# Roots Organic vs Pro Mix for a Base Soil...



## Auburn1985 (Sep 30, 2013)

I grow in Super Soil, and I've always used Roots Organic as my base soil.  But lately I've noticed a LOT of fungus gnats during my grow, and I've read many posts by other users who've noticed the same thing - bugs.

I'm thinking about trying another base soil - Pro Mix, or other.  Do you have an opinion?

Thanks.


----------



## Melvan (Sep 30, 2013)

ProMix is not a soil. It's a ph neutral, nute free soil less medium mad
e of peat, perlite, and vermiculite.

I'm assuming Roots is an actual soil, two very different things.


----------



## Rosebud (Sep 30, 2013)

i started out with roots, had insect issues went to fox farm ocean forest. I then used all the spent ffof as my base for super soil. I really like the consistency of the ffof and works very well for me.  I know it isn't the cheapest way to go...but that is just how it worked out for me.  I also think having your own compost helps a lot.


----------



## Wetdog (Oct 1, 2013)

Melvan said:
			
		

> ProMix is not a soil. It's a ph neutral, nute free soil less medium mad
> e of peat, perlite, and vermiculite.
> 
> I'm assuming Roots is an actual soil, two very different things.

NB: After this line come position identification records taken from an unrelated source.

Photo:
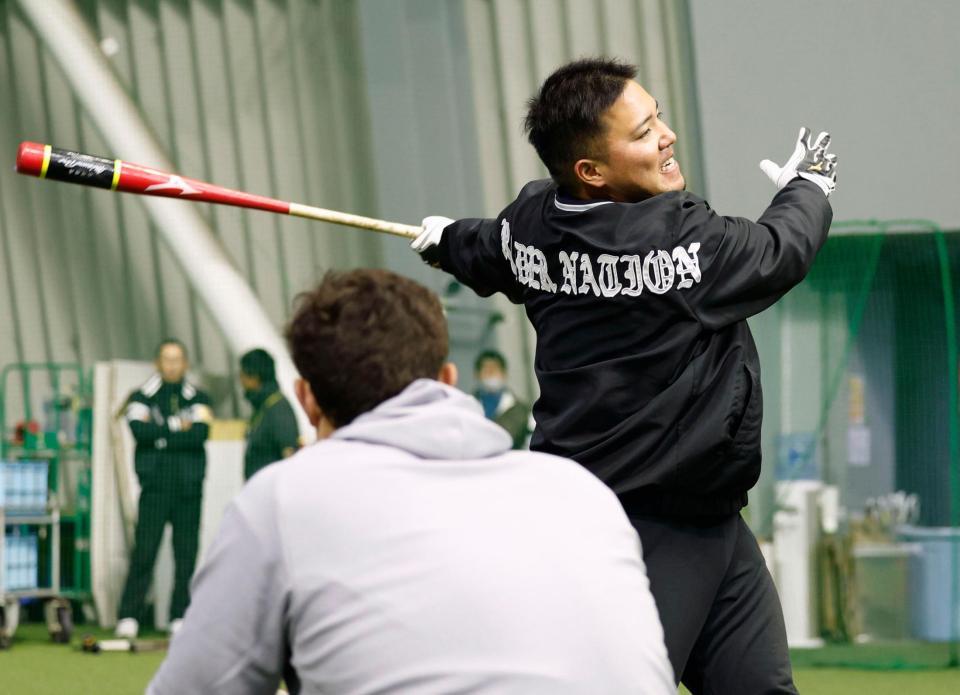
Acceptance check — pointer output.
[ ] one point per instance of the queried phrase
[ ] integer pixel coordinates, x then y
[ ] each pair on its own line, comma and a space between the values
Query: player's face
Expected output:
172, 363
638, 162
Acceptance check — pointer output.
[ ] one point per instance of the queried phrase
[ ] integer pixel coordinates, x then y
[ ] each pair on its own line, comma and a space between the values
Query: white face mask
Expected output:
492, 384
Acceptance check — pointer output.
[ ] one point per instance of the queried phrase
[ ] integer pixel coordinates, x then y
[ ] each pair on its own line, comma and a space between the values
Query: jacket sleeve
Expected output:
139, 416
477, 253
234, 637
743, 266
200, 416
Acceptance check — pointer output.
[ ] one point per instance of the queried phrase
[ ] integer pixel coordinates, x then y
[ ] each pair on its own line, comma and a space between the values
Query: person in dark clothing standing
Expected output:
272, 433
499, 403
170, 420
639, 294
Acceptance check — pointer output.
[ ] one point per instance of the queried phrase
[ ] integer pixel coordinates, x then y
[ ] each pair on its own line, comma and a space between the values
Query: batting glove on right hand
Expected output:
428, 240
810, 161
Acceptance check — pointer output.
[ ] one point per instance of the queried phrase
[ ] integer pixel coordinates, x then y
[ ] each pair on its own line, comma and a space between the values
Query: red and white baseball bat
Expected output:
49, 162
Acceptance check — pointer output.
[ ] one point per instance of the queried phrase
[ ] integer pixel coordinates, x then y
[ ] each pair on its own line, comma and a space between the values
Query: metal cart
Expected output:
65, 512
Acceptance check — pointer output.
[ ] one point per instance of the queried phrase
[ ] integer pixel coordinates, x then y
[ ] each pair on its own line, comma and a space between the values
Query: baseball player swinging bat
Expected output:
47, 162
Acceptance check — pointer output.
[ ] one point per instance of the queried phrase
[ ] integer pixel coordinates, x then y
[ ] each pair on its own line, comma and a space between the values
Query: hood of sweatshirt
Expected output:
430, 420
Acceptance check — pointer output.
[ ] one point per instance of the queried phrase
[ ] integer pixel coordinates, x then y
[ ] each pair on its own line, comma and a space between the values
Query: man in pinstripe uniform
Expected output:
169, 418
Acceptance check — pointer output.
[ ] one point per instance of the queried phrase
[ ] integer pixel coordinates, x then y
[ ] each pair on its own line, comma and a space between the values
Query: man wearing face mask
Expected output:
170, 421
272, 432
499, 403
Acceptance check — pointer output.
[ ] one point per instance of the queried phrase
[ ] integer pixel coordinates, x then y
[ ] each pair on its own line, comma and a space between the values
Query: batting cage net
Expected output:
860, 495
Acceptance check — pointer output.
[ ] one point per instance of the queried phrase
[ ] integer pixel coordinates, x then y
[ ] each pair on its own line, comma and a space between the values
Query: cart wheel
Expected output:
59, 620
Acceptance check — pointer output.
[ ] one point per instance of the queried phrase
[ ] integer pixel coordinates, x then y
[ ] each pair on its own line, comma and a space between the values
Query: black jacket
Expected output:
648, 373
165, 451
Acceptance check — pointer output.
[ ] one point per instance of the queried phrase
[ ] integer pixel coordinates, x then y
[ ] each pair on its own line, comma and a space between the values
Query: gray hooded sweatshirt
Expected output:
413, 552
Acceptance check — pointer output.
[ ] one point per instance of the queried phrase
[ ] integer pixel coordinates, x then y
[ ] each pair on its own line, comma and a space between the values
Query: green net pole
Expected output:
878, 231
946, 281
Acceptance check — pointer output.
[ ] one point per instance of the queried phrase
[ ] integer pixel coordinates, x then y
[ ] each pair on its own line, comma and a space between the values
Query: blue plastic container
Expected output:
934, 586
20, 561
23, 487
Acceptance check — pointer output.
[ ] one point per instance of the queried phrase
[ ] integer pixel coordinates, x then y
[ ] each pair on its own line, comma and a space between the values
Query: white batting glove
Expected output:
428, 239
810, 161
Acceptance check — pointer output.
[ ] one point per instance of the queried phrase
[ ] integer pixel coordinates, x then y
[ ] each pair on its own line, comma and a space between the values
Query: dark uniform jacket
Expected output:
272, 429
165, 450
648, 373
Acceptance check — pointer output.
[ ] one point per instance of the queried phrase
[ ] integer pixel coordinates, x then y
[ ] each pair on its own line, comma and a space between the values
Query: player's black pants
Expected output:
720, 611
179, 503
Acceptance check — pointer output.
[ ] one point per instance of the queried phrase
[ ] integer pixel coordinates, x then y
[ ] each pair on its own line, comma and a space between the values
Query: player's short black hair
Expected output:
258, 363
362, 336
170, 341
563, 120
492, 355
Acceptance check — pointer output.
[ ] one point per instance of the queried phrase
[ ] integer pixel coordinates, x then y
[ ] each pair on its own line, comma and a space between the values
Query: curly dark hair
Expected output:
363, 336
563, 121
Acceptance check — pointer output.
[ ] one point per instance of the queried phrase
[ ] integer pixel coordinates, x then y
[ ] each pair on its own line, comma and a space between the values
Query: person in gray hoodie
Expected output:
409, 550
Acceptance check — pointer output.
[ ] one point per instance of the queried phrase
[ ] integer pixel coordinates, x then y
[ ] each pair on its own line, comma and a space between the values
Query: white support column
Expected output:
231, 302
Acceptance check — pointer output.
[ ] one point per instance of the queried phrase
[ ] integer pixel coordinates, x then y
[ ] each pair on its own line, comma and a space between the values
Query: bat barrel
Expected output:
30, 158
49, 162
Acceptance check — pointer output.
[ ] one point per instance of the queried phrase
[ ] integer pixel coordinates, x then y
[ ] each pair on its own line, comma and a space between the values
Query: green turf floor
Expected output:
35, 666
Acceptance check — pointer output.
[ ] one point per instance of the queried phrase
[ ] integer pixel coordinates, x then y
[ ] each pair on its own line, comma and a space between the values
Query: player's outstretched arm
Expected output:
746, 266
472, 250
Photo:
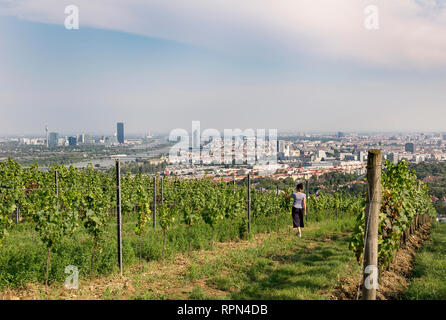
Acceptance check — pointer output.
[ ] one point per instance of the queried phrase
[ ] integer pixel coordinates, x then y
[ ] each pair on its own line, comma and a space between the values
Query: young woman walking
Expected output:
299, 208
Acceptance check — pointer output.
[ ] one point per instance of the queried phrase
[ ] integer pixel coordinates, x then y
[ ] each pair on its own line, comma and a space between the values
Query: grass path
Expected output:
269, 266
429, 273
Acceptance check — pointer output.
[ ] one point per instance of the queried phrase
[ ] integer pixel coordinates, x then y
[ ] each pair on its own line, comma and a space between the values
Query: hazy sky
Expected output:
283, 64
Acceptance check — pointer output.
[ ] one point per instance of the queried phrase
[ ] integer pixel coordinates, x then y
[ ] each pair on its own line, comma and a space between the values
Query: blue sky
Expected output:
159, 65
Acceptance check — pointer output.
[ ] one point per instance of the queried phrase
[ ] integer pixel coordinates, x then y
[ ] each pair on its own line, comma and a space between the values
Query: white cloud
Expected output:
412, 33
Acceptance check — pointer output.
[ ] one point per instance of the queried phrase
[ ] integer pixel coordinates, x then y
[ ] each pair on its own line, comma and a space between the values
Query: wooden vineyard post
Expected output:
17, 214
56, 184
233, 184
249, 203
118, 215
154, 202
370, 272
162, 189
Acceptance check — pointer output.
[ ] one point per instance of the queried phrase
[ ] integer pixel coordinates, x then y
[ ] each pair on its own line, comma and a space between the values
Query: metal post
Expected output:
249, 203
118, 214
154, 202
370, 274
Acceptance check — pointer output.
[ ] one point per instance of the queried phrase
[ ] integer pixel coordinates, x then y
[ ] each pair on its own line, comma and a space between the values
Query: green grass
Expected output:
429, 273
284, 267
23, 256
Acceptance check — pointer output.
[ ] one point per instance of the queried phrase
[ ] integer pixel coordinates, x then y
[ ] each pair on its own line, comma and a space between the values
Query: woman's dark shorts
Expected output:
298, 217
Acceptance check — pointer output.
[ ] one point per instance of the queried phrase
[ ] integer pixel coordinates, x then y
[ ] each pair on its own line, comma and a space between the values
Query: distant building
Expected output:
409, 147
394, 157
362, 156
81, 138
72, 141
53, 139
120, 132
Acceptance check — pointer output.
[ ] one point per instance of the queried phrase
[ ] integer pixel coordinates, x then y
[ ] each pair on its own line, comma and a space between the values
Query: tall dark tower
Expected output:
120, 132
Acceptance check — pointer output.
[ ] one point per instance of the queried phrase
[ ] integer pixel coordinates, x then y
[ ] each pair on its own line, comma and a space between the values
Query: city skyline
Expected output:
296, 65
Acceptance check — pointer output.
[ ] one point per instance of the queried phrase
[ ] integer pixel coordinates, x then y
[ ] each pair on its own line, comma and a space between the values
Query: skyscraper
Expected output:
409, 147
72, 141
120, 132
53, 137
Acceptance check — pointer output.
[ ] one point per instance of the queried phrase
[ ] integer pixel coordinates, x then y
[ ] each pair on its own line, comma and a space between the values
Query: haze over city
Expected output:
295, 65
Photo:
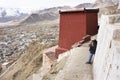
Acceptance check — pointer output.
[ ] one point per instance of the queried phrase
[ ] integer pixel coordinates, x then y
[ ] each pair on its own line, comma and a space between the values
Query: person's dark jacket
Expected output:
93, 47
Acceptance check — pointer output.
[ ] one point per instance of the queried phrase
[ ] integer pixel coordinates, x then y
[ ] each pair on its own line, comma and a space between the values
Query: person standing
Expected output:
92, 50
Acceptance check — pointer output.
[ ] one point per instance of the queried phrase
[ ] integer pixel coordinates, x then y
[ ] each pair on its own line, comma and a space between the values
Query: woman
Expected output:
92, 50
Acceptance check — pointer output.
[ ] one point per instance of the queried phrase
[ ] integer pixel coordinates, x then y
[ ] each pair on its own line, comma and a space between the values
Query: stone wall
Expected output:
106, 64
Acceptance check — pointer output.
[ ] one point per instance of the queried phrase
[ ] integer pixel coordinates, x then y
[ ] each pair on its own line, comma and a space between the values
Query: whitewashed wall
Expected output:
106, 64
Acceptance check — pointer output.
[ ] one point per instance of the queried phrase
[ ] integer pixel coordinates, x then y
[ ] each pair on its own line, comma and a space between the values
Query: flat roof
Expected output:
80, 10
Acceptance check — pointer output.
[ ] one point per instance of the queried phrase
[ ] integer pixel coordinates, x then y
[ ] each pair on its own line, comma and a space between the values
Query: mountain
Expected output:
44, 15
8, 14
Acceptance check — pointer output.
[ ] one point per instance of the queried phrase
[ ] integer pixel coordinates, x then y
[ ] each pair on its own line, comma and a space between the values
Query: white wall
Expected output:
107, 58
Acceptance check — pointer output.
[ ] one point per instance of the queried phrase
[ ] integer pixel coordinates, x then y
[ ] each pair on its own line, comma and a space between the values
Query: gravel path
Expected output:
75, 68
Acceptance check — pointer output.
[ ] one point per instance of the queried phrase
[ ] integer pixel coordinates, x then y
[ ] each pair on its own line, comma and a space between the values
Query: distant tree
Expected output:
3, 13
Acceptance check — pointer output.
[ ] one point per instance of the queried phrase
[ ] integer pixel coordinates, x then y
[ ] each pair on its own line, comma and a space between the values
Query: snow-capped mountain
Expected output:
8, 14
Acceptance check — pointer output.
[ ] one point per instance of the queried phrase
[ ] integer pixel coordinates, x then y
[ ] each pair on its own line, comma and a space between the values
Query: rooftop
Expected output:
80, 10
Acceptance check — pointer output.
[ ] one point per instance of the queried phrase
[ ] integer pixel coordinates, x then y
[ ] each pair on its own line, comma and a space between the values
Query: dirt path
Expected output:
75, 68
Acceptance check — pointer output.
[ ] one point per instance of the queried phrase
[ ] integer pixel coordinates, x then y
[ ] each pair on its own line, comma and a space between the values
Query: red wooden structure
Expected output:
74, 25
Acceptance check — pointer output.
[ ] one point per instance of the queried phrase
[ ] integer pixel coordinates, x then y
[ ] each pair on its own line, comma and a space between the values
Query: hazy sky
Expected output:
39, 4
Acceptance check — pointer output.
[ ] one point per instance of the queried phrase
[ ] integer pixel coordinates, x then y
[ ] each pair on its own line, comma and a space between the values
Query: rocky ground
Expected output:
16, 38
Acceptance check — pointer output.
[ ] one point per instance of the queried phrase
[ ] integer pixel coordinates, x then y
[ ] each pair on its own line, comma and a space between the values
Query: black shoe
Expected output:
88, 62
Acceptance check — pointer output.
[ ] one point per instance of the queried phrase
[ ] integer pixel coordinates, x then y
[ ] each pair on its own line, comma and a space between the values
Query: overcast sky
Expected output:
39, 4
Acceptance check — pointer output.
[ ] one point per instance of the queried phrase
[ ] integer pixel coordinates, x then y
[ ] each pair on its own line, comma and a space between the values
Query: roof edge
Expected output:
80, 10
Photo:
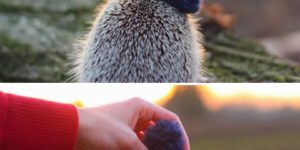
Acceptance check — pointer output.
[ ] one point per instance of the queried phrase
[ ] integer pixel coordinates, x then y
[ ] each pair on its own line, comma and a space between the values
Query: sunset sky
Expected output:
215, 96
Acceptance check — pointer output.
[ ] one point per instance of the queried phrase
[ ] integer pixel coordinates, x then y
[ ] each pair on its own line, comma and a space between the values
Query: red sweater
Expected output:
33, 124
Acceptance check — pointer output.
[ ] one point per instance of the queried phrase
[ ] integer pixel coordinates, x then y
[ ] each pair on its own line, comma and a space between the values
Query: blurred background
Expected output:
246, 40
216, 116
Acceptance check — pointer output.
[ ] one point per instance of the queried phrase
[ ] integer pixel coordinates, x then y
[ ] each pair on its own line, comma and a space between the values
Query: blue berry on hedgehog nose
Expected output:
185, 6
164, 135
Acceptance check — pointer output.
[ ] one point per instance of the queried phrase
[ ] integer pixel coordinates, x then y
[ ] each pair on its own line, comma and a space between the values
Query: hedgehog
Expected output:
142, 41
164, 135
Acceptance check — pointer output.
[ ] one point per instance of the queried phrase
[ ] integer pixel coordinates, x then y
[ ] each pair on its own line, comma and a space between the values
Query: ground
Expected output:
37, 36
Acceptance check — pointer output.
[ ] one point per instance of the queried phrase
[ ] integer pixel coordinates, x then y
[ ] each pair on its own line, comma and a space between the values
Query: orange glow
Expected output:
261, 96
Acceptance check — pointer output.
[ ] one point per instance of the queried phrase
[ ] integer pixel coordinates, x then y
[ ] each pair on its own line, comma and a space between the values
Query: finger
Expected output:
185, 136
138, 145
149, 112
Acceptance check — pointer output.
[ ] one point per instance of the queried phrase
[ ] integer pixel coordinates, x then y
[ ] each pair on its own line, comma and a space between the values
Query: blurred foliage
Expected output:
36, 37
274, 141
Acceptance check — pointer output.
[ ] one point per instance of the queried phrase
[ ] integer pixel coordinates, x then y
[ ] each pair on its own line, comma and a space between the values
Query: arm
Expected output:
34, 124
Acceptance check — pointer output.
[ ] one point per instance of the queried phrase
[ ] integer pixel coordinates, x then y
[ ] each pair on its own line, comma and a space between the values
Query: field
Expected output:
274, 141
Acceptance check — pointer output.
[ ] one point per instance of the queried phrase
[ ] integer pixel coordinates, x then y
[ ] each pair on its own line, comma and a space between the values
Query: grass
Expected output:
274, 141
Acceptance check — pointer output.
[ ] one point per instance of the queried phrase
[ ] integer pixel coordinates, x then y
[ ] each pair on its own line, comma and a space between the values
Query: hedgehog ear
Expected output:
185, 6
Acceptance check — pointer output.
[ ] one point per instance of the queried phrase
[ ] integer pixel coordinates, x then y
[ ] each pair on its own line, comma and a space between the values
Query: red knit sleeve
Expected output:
34, 124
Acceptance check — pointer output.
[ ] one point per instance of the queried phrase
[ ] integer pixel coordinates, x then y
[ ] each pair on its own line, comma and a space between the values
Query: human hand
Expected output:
120, 126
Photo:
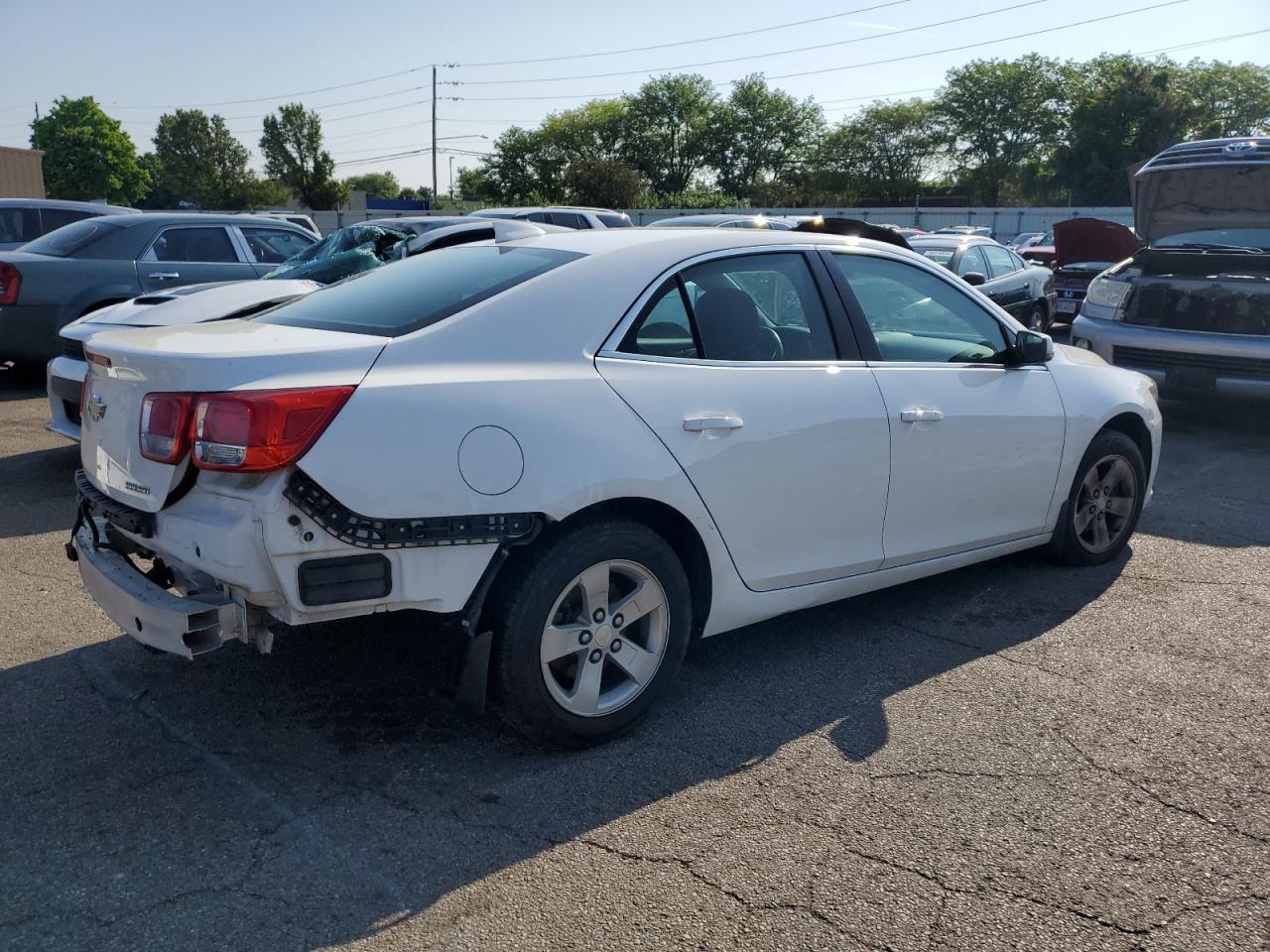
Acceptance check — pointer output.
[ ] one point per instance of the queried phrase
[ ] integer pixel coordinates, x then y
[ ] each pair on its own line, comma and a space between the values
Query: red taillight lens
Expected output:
10, 280
258, 430
166, 426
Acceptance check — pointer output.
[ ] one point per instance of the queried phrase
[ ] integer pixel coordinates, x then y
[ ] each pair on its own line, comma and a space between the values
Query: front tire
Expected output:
592, 630
1105, 502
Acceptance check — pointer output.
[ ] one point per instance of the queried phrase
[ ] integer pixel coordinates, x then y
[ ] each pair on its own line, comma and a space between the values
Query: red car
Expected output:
1082, 249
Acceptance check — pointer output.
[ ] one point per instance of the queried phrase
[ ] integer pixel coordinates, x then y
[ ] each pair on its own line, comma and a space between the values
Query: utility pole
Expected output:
434, 135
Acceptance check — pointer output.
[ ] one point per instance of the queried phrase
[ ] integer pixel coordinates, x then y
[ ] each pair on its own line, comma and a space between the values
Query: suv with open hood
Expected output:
1193, 308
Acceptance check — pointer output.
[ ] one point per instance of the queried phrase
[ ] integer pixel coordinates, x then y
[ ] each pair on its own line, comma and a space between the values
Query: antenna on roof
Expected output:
509, 230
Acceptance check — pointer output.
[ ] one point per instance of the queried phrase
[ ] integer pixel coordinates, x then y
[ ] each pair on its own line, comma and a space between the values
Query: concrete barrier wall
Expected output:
1003, 222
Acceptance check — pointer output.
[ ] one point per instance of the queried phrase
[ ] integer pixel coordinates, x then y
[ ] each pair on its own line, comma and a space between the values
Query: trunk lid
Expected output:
1079, 240
199, 359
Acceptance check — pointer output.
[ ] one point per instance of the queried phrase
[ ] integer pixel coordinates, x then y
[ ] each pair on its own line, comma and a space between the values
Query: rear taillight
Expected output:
166, 426
10, 280
258, 430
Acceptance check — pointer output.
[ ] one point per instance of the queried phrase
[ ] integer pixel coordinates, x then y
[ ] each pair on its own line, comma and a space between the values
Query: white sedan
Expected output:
590, 448
191, 303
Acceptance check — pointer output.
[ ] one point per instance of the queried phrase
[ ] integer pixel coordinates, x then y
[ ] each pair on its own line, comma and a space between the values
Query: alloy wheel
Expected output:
604, 640
1105, 504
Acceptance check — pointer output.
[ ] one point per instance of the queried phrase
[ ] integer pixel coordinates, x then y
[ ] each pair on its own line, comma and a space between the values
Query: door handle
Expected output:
921, 414
698, 424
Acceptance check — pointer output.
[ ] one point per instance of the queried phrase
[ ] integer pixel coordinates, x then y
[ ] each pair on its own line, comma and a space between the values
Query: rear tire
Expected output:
564, 645
1096, 525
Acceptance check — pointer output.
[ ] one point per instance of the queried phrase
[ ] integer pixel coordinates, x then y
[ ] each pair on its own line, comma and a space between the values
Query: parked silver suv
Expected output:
1192, 309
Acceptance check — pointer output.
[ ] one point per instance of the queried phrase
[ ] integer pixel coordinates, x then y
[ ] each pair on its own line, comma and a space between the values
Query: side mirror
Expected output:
1032, 347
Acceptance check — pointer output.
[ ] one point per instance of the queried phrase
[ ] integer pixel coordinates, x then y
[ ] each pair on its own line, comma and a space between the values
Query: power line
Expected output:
763, 56
685, 42
1203, 42
980, 44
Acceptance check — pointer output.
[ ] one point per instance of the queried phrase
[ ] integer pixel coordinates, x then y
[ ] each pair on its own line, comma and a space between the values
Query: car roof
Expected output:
951, 240
711, 217
68, 204
131, 221
681, 244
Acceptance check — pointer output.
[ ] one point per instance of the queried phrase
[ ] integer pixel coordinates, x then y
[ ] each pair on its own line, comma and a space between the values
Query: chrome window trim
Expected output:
149, 257
613, 340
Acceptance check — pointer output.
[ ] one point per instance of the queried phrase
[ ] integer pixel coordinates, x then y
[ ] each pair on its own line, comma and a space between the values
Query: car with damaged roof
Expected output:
587, 449
1192, 308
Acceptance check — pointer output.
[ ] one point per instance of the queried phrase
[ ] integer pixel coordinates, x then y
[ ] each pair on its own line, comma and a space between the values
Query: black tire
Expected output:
522, 607
1069, 546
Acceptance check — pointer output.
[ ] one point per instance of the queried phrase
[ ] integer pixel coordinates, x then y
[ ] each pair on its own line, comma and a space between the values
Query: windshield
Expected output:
68, 239
420, 291
940, 255
1237, 238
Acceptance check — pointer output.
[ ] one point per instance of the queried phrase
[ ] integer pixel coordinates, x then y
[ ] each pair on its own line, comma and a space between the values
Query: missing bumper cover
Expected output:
423, 532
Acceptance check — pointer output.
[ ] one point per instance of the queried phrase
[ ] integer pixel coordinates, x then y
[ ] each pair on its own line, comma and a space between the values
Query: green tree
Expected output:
381, 184
758, 134
670, 131
604, 181
86, 154
294, 154
474, 185
885, 153
516, 169
197, 158
1123, 111
1000, 114
1224, 99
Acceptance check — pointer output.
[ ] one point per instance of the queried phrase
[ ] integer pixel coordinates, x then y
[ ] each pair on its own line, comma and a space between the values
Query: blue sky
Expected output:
144, 59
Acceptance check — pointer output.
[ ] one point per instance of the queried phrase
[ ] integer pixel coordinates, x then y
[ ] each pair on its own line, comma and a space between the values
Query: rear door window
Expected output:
420, 291
54, 218
749, 307
275, 245
71, 239
1001, 262
18, 225
197, 244
971, 262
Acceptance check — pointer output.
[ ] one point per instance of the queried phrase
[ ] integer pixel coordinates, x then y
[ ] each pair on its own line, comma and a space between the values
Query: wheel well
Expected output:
1133, 426
680, 535
99, 304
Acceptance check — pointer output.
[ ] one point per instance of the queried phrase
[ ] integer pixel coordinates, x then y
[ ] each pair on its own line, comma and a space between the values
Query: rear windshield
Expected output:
405, 296
1238, 238
68, 239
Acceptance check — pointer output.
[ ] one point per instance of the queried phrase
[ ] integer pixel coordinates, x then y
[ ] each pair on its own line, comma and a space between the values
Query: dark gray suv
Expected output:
103, 261
24, 220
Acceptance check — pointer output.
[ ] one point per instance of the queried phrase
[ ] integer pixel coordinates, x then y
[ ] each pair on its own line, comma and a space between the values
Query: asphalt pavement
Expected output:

No, roots is a peat based soiless mix also as is the FF's and just about all bagged mixes. No real soil in any of them.

That's why, when you make your own, it's so easy to outclass any of them for 1/4 the cost.

Wet


----------



## Wetdog (Oct 2, 2013)

OP

Look at the ingredient list on a bag of Roots. I'll bet you have most if not all of the ingredients with your SS amendments.

Very easy to take a simple mix like ProMix add some amendments and equal the Roots.  Add a bit more and you have SS.

SS is nothing more than regular mix made extra hot when you get right down to it.

Wet


----------



## HighBrixMMJ (Nov 4, 2013)

I use FFOF for my ss. I use two bags of FFOF to one bag of light warrior. The light warrior adds some much needed stuff that FFOF doesn't have.then add amendments and let cook.


----------